Na esfera de cada criatura, Deus pode tudo; não dispensa, porém, a cooperação, a vontade e a confiança do filho para realizar. Um pai que fizesse, mecanicamente, o quadro de felicidades dos seus descendentes, exterminaria, em cada um, as faculdades mais brilhantes.

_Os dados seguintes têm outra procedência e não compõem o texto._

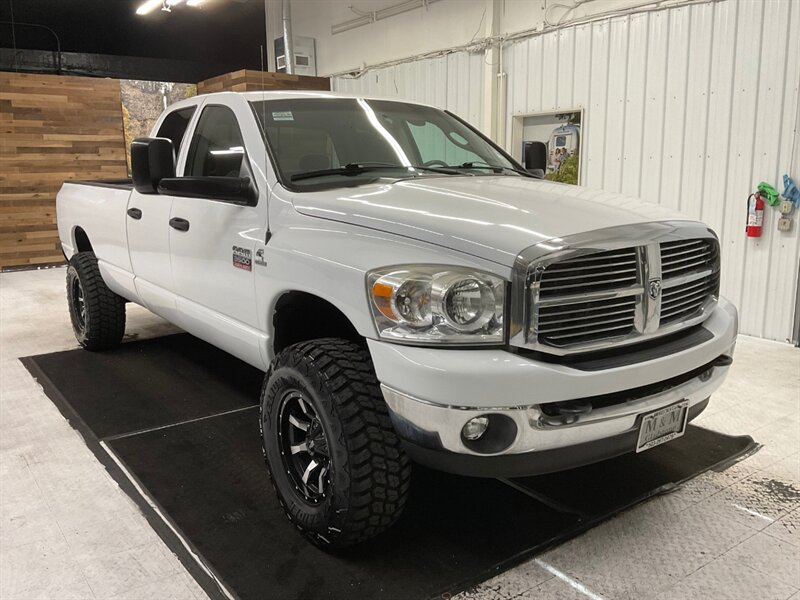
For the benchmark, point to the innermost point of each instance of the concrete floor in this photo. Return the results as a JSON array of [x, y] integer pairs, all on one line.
[[67, 531]]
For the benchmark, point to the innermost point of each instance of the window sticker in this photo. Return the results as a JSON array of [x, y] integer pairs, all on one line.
[[282, 115]]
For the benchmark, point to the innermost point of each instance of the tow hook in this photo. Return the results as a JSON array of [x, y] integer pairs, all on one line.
[[723, 360], [566, 413]]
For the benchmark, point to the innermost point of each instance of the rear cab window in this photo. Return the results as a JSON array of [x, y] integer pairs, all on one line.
[[174, 126]]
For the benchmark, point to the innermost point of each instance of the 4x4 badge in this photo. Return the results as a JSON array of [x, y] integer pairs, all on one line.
[[260, 258], [654, 288]]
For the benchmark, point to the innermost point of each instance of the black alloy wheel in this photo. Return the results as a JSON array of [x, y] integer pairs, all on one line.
[[304, 446], [338, 468], [97, 314]]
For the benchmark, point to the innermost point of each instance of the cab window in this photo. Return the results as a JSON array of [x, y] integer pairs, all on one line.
[[217, 148], [174, 126]]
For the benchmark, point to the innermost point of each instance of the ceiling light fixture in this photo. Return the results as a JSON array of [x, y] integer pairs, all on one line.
[[166, 5], [149, 6]]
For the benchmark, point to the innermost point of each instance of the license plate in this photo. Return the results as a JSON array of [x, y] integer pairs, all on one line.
[[663, 425]]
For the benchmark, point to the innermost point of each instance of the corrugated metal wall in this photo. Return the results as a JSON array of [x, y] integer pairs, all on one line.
[[454, 82], [689, 107]]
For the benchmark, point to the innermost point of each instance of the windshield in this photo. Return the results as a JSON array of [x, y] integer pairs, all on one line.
[[333, 142]]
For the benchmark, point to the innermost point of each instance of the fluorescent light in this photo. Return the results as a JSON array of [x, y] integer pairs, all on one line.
[[148, 7]]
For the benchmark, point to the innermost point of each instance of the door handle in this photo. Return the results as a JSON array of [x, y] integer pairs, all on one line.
[[179, 224]]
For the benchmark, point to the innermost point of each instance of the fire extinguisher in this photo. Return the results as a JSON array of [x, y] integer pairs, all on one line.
[[755, 215]]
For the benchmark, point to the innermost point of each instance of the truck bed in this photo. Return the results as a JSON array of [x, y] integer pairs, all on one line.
[[119, 184]]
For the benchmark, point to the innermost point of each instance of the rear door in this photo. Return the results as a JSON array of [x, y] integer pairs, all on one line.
[[148, 229], [213, 253]]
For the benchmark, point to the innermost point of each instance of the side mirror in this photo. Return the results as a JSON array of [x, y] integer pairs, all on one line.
[[535, 156], [236, 190], [152, 159]]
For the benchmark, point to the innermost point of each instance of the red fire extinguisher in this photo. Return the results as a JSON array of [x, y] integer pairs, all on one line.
[[755, 215]]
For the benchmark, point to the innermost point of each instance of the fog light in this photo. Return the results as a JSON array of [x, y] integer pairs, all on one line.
[[475, 428]]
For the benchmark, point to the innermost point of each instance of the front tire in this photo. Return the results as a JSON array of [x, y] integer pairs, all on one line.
[[339, 470], [97, 313]]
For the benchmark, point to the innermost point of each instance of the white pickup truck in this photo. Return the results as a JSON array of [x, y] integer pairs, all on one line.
[[411, 292]]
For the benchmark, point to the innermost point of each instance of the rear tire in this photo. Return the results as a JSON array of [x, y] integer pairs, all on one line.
[[97, 313], [339, 470]]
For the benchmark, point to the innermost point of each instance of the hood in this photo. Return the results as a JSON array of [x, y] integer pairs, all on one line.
[[494, 218]]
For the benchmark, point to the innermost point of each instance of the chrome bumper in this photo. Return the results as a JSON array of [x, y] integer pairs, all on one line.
[[437, 427]]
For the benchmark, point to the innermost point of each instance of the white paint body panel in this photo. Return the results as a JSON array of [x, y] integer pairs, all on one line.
[[687, 106], [325, 242]]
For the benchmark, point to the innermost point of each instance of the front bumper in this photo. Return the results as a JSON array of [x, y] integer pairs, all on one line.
[[432, 393]]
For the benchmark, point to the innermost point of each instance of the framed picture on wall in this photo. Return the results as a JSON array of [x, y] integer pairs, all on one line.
[[550, 142]]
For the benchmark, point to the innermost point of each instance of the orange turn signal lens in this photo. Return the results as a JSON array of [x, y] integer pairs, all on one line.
[[382, 297]]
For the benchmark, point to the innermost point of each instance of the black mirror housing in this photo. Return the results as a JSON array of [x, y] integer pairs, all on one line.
[[235, 190], [534, 156], [152, 159]]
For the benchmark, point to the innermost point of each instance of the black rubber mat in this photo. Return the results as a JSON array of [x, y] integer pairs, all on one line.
[[175, 421]]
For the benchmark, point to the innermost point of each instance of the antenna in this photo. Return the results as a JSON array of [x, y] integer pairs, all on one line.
[[264, 136]]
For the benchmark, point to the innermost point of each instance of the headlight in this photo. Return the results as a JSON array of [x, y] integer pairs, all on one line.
[[437, 305]]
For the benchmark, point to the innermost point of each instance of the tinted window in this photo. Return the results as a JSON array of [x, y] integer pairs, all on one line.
[[174, 126], [217, 147], [435, 145], [313, 134]]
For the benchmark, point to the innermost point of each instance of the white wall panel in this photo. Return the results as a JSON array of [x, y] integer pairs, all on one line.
[[691, 107], [454, 82]]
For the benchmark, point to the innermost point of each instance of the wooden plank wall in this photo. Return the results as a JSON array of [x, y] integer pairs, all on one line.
[[248, 81], [52, 128]]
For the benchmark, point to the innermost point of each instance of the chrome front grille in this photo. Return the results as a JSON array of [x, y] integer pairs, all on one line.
[[592, 272], [586, 321], [690, 275], [684, 300], [685, 256], [584, 297]]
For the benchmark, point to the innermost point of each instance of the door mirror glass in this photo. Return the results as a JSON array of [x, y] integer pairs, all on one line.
[[152, 159], [535, 156], [236, 190]]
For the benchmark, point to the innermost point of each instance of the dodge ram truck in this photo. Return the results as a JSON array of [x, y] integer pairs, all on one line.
[[410, 291]]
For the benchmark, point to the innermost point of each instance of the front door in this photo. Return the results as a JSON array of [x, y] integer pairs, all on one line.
[[212, 243], [147, 217]]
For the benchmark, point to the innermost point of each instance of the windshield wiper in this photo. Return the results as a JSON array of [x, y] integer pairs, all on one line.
[[495, 168], [351, 169]]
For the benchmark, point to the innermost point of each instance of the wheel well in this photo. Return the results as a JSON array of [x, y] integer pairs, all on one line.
[[82, 243], [300, 316]]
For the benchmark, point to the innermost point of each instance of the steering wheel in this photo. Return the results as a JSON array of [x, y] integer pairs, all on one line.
[[435, 163]]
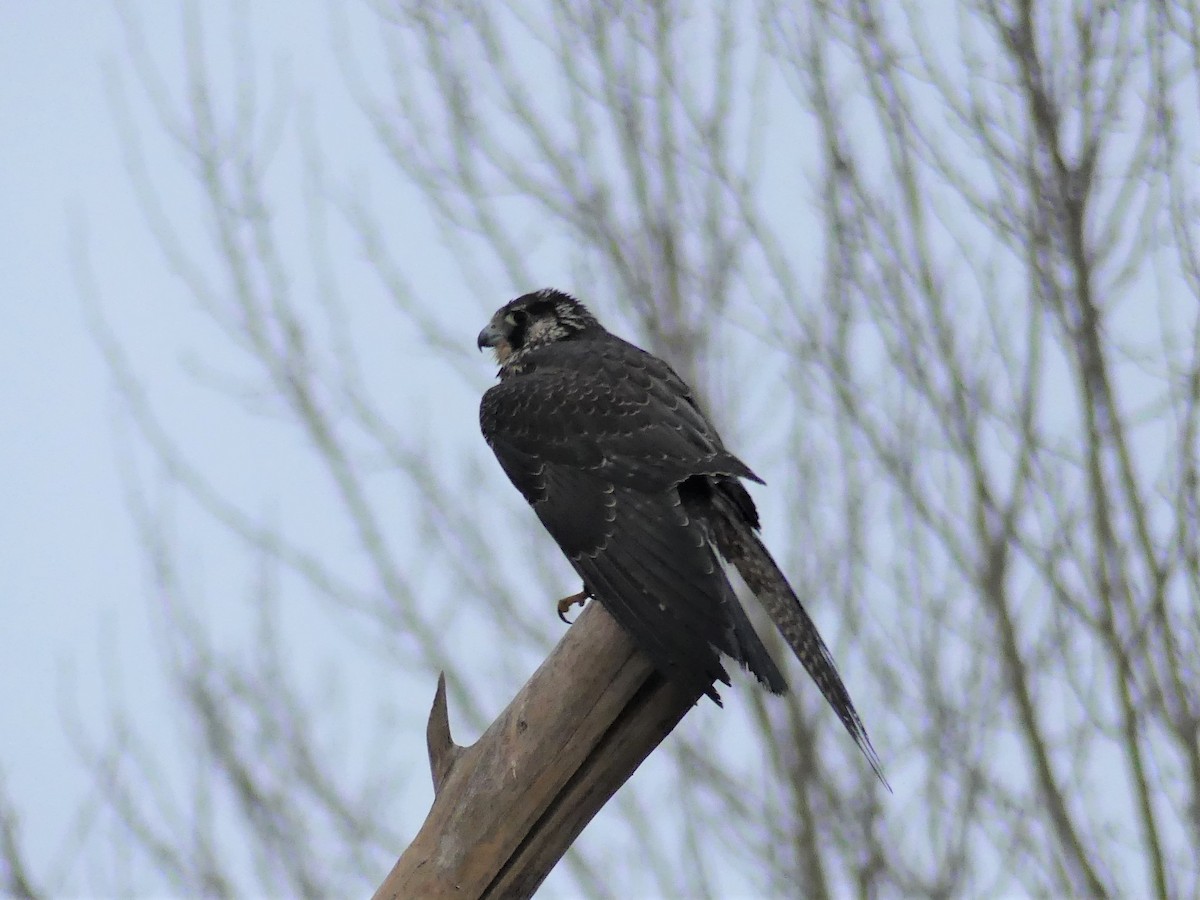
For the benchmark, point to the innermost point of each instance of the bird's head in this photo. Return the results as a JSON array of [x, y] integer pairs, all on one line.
[[534, 321]]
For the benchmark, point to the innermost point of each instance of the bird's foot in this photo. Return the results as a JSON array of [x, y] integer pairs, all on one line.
[[567, 603]]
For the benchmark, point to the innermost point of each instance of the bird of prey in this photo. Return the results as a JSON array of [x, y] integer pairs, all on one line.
[[633, 481]]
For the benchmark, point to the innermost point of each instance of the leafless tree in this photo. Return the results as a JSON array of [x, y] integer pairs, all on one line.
[[935, 269]]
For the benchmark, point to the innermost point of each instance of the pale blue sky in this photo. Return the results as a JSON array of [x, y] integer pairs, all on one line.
[[78, 618]]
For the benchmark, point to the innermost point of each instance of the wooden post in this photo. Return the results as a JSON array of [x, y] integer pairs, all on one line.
[[508, 807]]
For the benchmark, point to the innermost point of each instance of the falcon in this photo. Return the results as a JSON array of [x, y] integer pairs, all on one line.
[[630, 478]]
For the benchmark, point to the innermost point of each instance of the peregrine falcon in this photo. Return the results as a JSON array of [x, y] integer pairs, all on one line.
[[633, 481]]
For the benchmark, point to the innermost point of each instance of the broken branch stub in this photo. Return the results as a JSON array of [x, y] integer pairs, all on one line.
[[508, 807]]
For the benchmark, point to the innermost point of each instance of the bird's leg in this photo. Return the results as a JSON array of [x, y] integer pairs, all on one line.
[[567, 603]]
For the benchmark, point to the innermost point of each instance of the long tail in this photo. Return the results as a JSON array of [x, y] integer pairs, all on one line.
[[742, 547]]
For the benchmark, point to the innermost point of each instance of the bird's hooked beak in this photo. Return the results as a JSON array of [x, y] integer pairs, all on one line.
[[491, 336]]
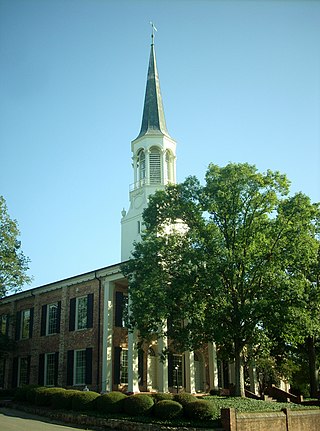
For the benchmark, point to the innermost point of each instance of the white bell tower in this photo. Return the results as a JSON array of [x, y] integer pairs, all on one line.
[[154, 160]]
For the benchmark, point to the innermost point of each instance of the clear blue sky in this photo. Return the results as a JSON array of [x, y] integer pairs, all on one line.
[[240, 82]]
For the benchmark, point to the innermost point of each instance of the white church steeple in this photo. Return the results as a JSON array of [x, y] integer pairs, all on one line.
[[154, 160]]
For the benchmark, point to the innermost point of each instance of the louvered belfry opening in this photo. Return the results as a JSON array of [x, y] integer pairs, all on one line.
[[155, 166]]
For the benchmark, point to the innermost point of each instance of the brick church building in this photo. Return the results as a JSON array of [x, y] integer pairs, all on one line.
[[71, 333]]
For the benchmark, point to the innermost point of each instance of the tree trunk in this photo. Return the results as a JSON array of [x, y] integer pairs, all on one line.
[[239, 377], [313, 377]]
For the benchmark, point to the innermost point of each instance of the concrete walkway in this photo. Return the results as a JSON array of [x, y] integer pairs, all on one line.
[[16, 420]]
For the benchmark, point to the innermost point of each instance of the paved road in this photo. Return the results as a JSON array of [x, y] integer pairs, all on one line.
[[15, 420]]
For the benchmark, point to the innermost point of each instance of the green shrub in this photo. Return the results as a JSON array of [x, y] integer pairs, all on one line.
[[63, 399], [7, 393], [111, 402], [161, 396], [199, 410], [184, 398], [138, 405], [20, 394], [167, 409], [31, 393], [43, 396], [84, 400]]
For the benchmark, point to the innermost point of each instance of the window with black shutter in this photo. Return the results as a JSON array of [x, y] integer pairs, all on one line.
[[43, 320], [70, 361], [140, 366], [170, 369], [116, 365], [88, 379], [72, 315], [15, 366], [18, 325], [120, 303], [56, 368], [90, 311], [58, 317], [41, 370], [31, 322]]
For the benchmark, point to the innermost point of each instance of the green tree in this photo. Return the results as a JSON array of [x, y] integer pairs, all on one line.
[[13, 263], [214, 259]]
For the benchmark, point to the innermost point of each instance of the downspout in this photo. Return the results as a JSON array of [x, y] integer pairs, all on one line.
[[99, 332]]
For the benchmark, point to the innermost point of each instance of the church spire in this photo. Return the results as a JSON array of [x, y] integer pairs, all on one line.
[[153, 120]]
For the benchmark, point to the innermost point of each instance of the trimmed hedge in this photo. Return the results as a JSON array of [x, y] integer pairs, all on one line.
[[82, 401], [111, 402], [184, 398], [167, 409], [199, 410], [63, 400], [43, 396], [161, 396], [20, 394], [138, 405]]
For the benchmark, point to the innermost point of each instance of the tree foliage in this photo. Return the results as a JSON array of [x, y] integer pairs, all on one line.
[[218, 260], [13, 263]]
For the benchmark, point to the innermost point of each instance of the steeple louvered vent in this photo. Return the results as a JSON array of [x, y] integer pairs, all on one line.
[[155, 166]]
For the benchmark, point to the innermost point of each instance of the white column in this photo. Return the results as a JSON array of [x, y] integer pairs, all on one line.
[[164, 172], [147, 154], [162, 366], [133, 360], [135, 170], [213, 366], [133, 374], [106, 374], [254, 385], [189, 372]]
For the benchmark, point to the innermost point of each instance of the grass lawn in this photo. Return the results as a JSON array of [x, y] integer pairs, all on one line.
[[250, 405]]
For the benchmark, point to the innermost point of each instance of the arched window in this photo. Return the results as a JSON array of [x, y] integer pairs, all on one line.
[[169, 167], [155, 166], [141, 165]]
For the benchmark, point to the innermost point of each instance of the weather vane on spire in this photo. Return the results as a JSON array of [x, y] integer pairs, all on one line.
[[153, 29]]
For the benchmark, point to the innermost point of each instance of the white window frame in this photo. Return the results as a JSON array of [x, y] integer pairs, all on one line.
[[79, 322], [124, 367], [155, 176], [3, 324], [22, 360], [76, 380], [48, 330], [177, 360], [49, 374], [25, 324]]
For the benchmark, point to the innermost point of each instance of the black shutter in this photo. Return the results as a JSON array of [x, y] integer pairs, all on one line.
[[43, 320], [170, 369], [3, 368], [7, 325], [41, 370], [140, 366], [31, 322], [70, 362], [88, 380], [15, 372], [18, 325], [119, 309], [90, 310], [58, 317], [28, 369], [116, 365], [72, 316], [56, 368]]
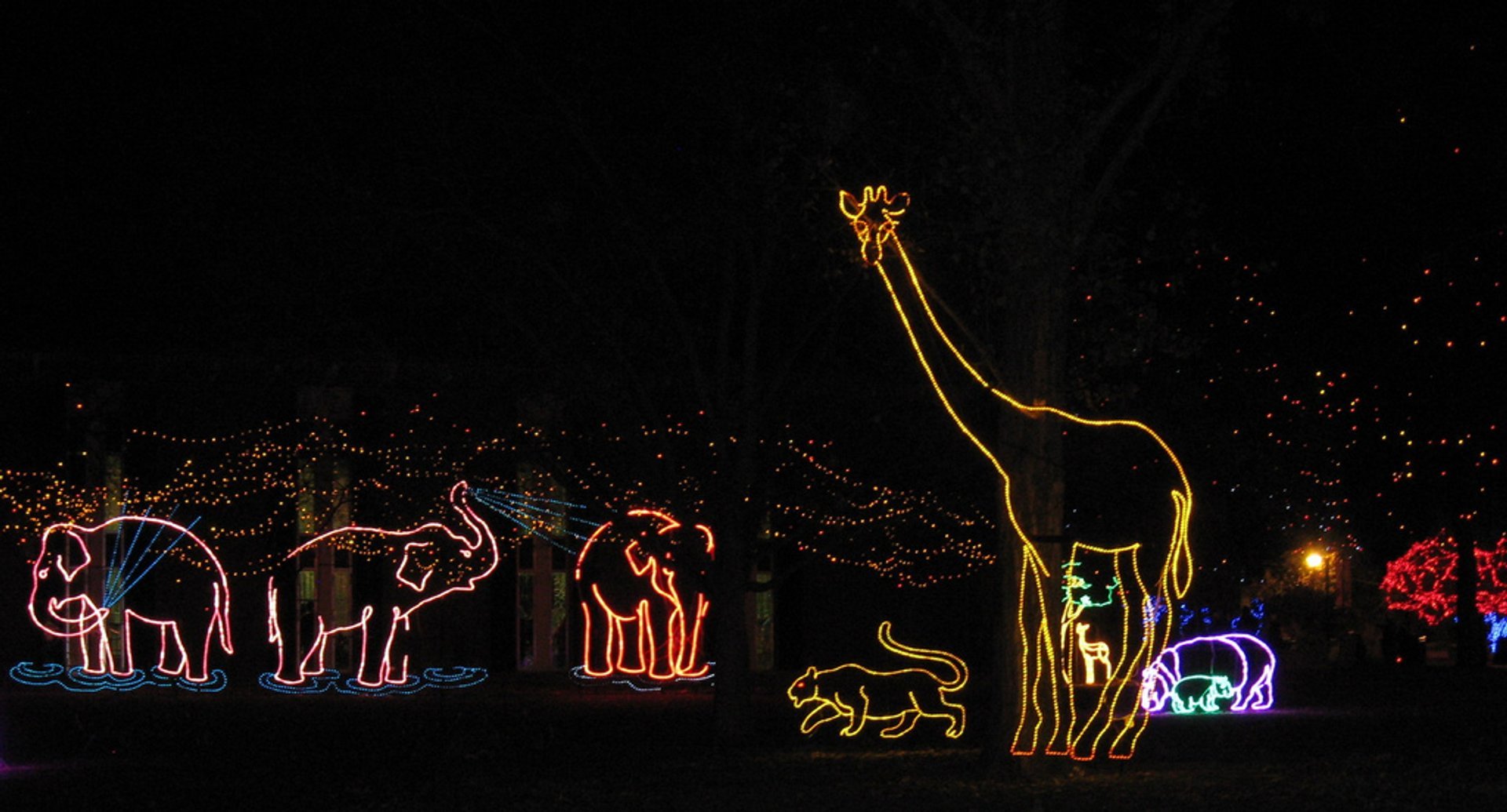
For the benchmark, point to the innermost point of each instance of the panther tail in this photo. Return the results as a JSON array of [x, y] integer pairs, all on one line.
[[936, 656]]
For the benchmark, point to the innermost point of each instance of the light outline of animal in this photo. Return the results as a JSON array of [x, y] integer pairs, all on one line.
[[91, 618], [1093, 653], [1159, 681], [1037, 661], [1122, 659], [856, 710], [681, 645], [312, 661], [1207, 699]]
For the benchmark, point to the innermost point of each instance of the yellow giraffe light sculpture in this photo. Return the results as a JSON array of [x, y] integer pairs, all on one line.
[[1130, 621]]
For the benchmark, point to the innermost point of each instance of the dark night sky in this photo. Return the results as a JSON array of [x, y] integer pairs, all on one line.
[[401, 183]]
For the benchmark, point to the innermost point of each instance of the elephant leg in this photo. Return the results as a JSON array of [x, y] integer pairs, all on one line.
[[394, 669], [658, 621], [312, 661], [172, 654], [594, 653], [94, 645]]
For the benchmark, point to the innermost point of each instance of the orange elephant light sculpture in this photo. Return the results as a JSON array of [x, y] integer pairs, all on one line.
[[642, 584]]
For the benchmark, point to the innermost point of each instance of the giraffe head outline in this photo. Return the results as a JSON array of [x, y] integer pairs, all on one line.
[[873, 217]]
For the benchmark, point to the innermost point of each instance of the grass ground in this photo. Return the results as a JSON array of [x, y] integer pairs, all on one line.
[[1345, 738]]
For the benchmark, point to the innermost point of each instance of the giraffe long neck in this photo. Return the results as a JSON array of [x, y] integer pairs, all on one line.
[[917, 319]]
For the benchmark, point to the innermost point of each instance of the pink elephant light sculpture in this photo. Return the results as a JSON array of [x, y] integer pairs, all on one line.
[[188, 612]]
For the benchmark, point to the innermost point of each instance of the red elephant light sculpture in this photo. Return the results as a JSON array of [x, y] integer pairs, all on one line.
[[188, 607], [645, 573]]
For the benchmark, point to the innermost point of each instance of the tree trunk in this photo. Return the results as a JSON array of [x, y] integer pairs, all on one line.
[[1469, 632]]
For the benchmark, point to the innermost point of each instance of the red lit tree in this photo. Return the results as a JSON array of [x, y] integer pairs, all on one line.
[[1423, 581]]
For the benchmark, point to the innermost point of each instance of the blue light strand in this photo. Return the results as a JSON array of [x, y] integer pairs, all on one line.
[[112, 600]]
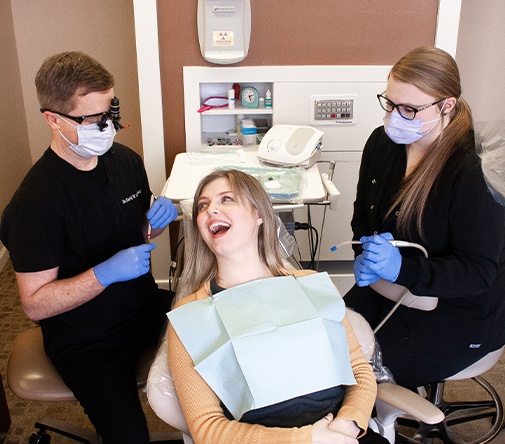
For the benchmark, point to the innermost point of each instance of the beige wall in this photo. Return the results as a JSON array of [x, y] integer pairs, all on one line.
[[481, 57], [103, 29], [14, 148]]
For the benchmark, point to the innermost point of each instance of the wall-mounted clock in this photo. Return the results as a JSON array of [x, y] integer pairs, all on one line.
[[250, 97]]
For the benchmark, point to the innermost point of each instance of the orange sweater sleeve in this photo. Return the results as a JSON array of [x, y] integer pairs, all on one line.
[[208, 424]]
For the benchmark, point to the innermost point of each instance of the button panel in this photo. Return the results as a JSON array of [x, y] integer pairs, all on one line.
[[331, 110]]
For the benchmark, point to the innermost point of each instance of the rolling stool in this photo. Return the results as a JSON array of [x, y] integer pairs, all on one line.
[[32, 376], [460, 412]]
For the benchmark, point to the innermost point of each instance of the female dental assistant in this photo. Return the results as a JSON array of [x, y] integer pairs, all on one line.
[[421, 181]]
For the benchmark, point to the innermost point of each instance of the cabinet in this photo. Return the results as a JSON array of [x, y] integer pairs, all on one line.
[[296, 91], [222, 123], [212, 126]]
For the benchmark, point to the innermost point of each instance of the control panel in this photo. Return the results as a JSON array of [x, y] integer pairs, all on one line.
[[333, 109]]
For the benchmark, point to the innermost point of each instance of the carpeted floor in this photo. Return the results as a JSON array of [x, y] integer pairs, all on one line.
[[25, 413]]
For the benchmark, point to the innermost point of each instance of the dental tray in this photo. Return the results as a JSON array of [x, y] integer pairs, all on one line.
[[279, 183]]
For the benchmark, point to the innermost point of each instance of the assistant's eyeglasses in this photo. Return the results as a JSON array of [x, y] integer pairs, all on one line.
[[100, 119], [406, 111]]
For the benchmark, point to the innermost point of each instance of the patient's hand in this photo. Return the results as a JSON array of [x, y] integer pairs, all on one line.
[[345, 426], [323, 432]]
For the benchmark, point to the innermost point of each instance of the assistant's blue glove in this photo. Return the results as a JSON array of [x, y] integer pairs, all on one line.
[[161, 213], [381, 257], [125, 265], [364, 276]]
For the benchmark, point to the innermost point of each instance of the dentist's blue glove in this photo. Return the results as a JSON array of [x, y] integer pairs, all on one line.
[[125, 265], [161, 213], [381, 257], [364, 276]]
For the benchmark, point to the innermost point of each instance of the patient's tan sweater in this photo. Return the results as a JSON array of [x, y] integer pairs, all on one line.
[[204, 415]]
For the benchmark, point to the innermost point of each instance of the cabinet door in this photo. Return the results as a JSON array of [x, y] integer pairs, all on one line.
[[337, 224]]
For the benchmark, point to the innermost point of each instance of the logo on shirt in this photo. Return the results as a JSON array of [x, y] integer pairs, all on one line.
[[132, 197]]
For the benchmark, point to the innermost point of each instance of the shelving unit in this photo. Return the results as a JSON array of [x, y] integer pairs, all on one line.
[[221, 123]]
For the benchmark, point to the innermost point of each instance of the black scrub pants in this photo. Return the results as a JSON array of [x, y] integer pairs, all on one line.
[[102, 377], [406, 350]]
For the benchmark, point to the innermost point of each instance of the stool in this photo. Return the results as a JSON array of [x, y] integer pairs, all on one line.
[[414, 431], [32, 376]]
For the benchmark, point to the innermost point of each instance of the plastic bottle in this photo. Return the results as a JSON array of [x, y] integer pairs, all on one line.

Por que te manterás indeciso, se o Senhor te conferiu este ou aquele trabalho justo? Faze-o retamente, porque se Deus tem confiança em ti para alguma coisa, deves confiar em ti mesmo, diante d’Ele.²
Urgente se faz que humanidade compreenda definitivamente, que só com Evangelho de Jesus no coração, poderá o homem encontrar consolação e esclarecimento para suas dores e desditas, pois foi Jesus quem reunindo a multidão no topo do monte, desfraldou a bandeira da caridade e, proclamando as bem-aventuranças eternas, prometeu que estaria conosco até ao final dos tempos, quando alcançaríamos o patamar de Espíritos Perfeitos, no feliz convívio com o nosso Pai e Criador.
Francisco Rebouças
Bibliografia:
1- JESUS – MATEUS, 5: 18.
2- KARDEC, Allan. O Evangelho Segundo o Espiritismo – FEB, 112ª edição. cap. I, item 9.
3 – XAVIER, F. Cândido. Livro – Caminho Verdade e Vida. FEB, cap.14.